Pete Buttigeg – Policy not Sexuality

Photo Courtesy of Gage Skidmore

It seemed like when he first started running for President, his policy was “I’m gay vote for me.” Since then, that statement still remains but some policy has begun to circle around it. Playing a “card” in politics is 50/50. Hillary played the woman card and lost, but Obama played the race card and won. If Buttigeg wants to play the gay card, it will only help him so much. Pete Buttigeg is the social policy candidate. Sure, democrats focus way more on social issues than their republican counterparts, but Buttigeg is the dark house candidate that can gain a lot of favor by millennial who care more about social problems in the country. This, however, does not make him a strong candidate overall. To perform well in the primaries, he needs to knock out the unpopular candidates beneath him in the polls and just maybe will he gain some steam. His social stances are still radical, as he proposes zero restrictions on abortion, socialized healthcare, and advocates for “The Equality Act” (which sounds nice in the title but the policy itself is radical).

Andrew Yang – Gain a Loyal Following

Photo Courtesy of Gage Skidmore

Sigh. Although he is arguably the smartest and nicest man on the debate stage, Andrew Yang largely goes unnoticed. Yang is what democrats are supposed to be. Although conservatives will disagree with nearly all of his policies, he is knowledgeable and can be respected. He’s mostly substance, unlike all other candidates. Yang has made it a priority to actually campaign off of policy, and his economic policies are what he is most passionate about. Unfortunately it does not look like he will rise in popularity. However, if Yang can avoid the democratic theme of campaigning off emotions and race, build a following that supports him, and continues to explain the specific policies he wants to propose and what factual evidence he has that they may work, he could be a prominent role in the future of the party.

Donald J. Trump – It’s all About Policy

Photo Courtesy of The White House

Donald Trump did not campaign off policy in 2016. He campaigned off the thing that made him the billionaire businessman he is today: his name. This election will be different. Democrats will do everything they can to push him out of office (as we see them continuously threaten to impeach), and the biggest popular vote loss in American history may prove to mean something with 2020’s electoral votes. President Trump’s administration may be at risk due to his rhetoric and tweets, but fear of the radical left and his policy achievements will win him re-election. Unlike the left and the media, his followers know when to freak out about the things he says and when to laugh. They know how President Trump talks! President Trump walks the line of audacious and crazy. Because of this, President supporters have the ability to separate his words and his actions. This will ultimately be the mindset that wins him a second term.

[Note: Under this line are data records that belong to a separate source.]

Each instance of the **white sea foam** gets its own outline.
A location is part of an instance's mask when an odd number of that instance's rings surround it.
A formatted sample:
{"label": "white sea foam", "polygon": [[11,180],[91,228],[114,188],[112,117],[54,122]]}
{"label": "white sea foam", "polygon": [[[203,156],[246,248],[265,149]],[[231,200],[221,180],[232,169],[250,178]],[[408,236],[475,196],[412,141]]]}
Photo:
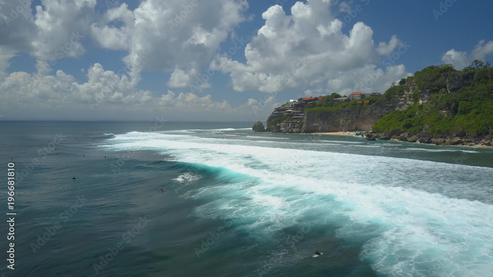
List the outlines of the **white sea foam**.
{"label": "white sea foam", "polygon": [[196,175],[191,172],[187,172],[178,176],[172,180],[180,184],[189,184],[195,182],[201,178],[202,176],[200,175]]}
{"label": "white sea foam", "polygon": [[384,274],[493,272],[493,169],[296,149],[287,142],[239,145],[238,140],[137,132],[116,137],[107,147],[155,150],[178,161],[251,176],[188,195],[211,199],[197,210],[200,215],[243,220],[259,239],[316,215],[317,224],[341,226],[337,234],[345,240],[365,242],[361,257]]}

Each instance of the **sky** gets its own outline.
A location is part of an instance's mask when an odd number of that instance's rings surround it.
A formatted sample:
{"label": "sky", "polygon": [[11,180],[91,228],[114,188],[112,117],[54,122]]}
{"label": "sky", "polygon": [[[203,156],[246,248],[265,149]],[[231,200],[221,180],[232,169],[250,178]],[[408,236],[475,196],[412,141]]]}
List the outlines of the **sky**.
{"label": "sky", "polygon": [[0,0],[0,120],[265,121],[493,62],[484,0]]}

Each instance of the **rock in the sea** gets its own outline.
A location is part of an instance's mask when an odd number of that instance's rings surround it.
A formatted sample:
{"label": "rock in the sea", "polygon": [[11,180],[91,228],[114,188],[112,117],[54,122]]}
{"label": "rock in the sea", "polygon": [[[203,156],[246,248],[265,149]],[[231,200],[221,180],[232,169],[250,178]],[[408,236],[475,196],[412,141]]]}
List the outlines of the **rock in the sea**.
{"label": "rock in the sea", "polygon": [[409,132],[404,132],[399,136],[399,140],[401,141],[407,141],[407,138],[411,134]]}
{"label": "rock in the sea", "polygon": [[484,138],[483,139],[481,142],[486,146],[491,146],[492,144],[493,144],[493,140],[491,138]]}
{"label": "rock in the sea", "polygon": [[431,139],[431,143],[434,143],[436,145],[442,145],[445,143],[445,139],[433,138]]}
{"label": "rock in the sea", "polygon": [[252,126],[251,129],[255,132],[265,132],[265,127],[264,127],[264,124],[260,121],[257,121],[256,123],[253,124]]}
{"label": "rock in the sea", "polygon": [[413,135],[411,136],[407,137],[406,139],[406,141],[408,142],[416,142],[418,141],[418,135]]}
{"label": "rock in the sea", "polygon": [[377,135],[377,138],[380,140],[388,140],[392,138],[390,132],[386,133],[380,133]]}
{"label": "rock in the sea", "polygon": [[456,137],[450,139],[451,145],[458,145],[462,144],[462,139],[459,137]]}
{"label": "rock in the sea", "polygon": [[429,143],[431,138],[431,134],[427,131],[423,131],[418,134],[418,140],[420,143]]}
{"label": "rock in the sea", "polygon": [[377,138],[381,140],[388,140],[391,139],[396,139],[399,136],[403,133],[400,129],[394,129],[391,131],[386,133],[381,133],[378,134]]}

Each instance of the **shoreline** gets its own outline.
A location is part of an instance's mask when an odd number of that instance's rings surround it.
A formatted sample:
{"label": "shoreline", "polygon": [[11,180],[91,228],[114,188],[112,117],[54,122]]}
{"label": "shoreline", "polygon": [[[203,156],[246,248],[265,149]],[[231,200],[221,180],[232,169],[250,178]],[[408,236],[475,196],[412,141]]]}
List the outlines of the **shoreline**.
{"label": "shoreline", "polygon": [[[356,133],[352,132],[327,132],[325,133],[311,133],[312,134],[315,134],[316,135],[338,135],[338,136],[358,136]],[[360,135],[361,134],[359,134]]]}
{"label": "shoreline", "polygon": [[[355,133],[348,133],[345,132],[326,132],[324,133],[310,133],[311,134],[314,134],[316,135],[339,135],[339,136],[356,136],[359,137],[359,135],[356,135]],[[377,139],[377,140],[382,140]],[[493,146],[487,146],[486,145],[483,145],[482,144],[477,144],[476,145],[437,145],[434,143],[418,143],[418,142],[409,142],[407,141],[403,141],[399,140],[398,139],[390,139],[389,140],[390,140],[392,141],[398,141],[401,142],[407,142],[409,143],[415,143],[418,144],[422,144],[423,145],[433,145],[435,146],[445,146],[445,147],[467,147],[467,148],[483,148],[485,149],[492,149],[493,150]]]}

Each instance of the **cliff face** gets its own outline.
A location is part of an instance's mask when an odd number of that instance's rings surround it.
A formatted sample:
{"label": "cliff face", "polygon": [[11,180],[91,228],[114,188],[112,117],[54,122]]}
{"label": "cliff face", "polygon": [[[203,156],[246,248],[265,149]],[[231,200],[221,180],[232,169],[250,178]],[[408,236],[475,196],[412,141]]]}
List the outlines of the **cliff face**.
{"label": "cliff face", "polygon": [[[383,116],[394,110],[402,110],[413,103],[413,94],[416,85],[404,85],[403,93],[390,99],[379,99],[373,105],[352,106],[334,111],[305,113],[302,133],[340,131],[370,131],[372,126]],[[427,100],[427,94],[420,93],[422,101]]]}

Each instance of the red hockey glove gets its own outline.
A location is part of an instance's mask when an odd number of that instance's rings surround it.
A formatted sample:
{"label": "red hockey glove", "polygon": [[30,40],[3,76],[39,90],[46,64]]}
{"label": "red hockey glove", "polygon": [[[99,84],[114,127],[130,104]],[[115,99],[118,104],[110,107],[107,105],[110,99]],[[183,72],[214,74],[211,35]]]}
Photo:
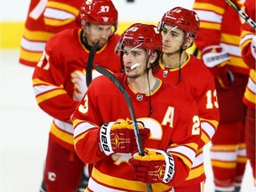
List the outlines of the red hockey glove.
{"label": "red hockey glove", "polygon": [[[138,122],[141,140],[149,137],[150,130]],[[135,153],[138,151],[132,121],[108,122],[100,130],[100,144],[106,156],[113,153]]]}
{"label": "red hockey glove", "polygon": [[256,59],[256,36],[252,37],[252,40],[251,43],[251,52],[252,52],[252,55]]}
{"label": "red hockey glove", "polygon": [[202,59],[223,89],[230,87],[234,75],[229,68],[229,53],[219,45],[208,46],[202,51]]}
{"label": "red hockey glove", "polygon": [[223,89],[228,89],[231,86],[234,82],[234,75],[229,69],[228,61],[209,69],[218,80],[219,84],[216,84],[216,87],[220,86]]}
{"label": "red hockey glove", "polygon": [[129,163],[137,180],[144,183],[168,183],[175,172],[172,156],[163,150],[148,151],[144,156],[136,153]]}

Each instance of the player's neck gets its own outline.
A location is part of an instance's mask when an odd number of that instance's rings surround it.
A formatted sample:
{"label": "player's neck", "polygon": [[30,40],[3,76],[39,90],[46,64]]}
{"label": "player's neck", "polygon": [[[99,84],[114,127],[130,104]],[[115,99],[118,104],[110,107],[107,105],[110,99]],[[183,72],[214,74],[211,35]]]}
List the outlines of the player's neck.
{"label": "player's neck", "polygon": [[165,68],[178,68],[182,66],[188,60],[188,55],[186,52],[181,53],[180,60],[180,52],[175,54],[165,54],[164,53],[161,60]]}
{"label": "player's neck", "polygon": [[138,78],[128,78],[128,84],[132,88],[132,90],[135,92],[144,94],[149,94],[149,90],[152,93],[152,92],[154,92],[155,90],[156,84],[159,84],[159,81],[152,74],[148,75],[148,80],[147,75],[140,76]]}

Besides single-handedly taking down the biased mainstream media, he has the following achievements: Removing unnecessary regulations that hurt small businesses, nearly 4 million new jobs, fastest manufacturing growth in over three decades, lowest Black, Hispanic, Asian, unemployment ever recorded, removing the Obamacare individual mandate, moving the Israel U.S. Embassy to Jerusalem, prison reform that primarily helped black individuals, renegotiated a deal to replace NAFTA, increased military funding, withdraw from The Paris Climate Accord, withdraw from the Iran Deal, easing tensions and negotiating with North Korea, cracking down on Syria, cracking down on NATO allies paying their fair share, placing constitutionalist judges on the Supreme Court, signed policy to help veterans and the VA, and cracked down on illegal immigration. Not bad for four years in office. Plus after the Mueller Report, President Trump has had no major scandals while in office. That’s something the scandal-infested Obama administration cannot say.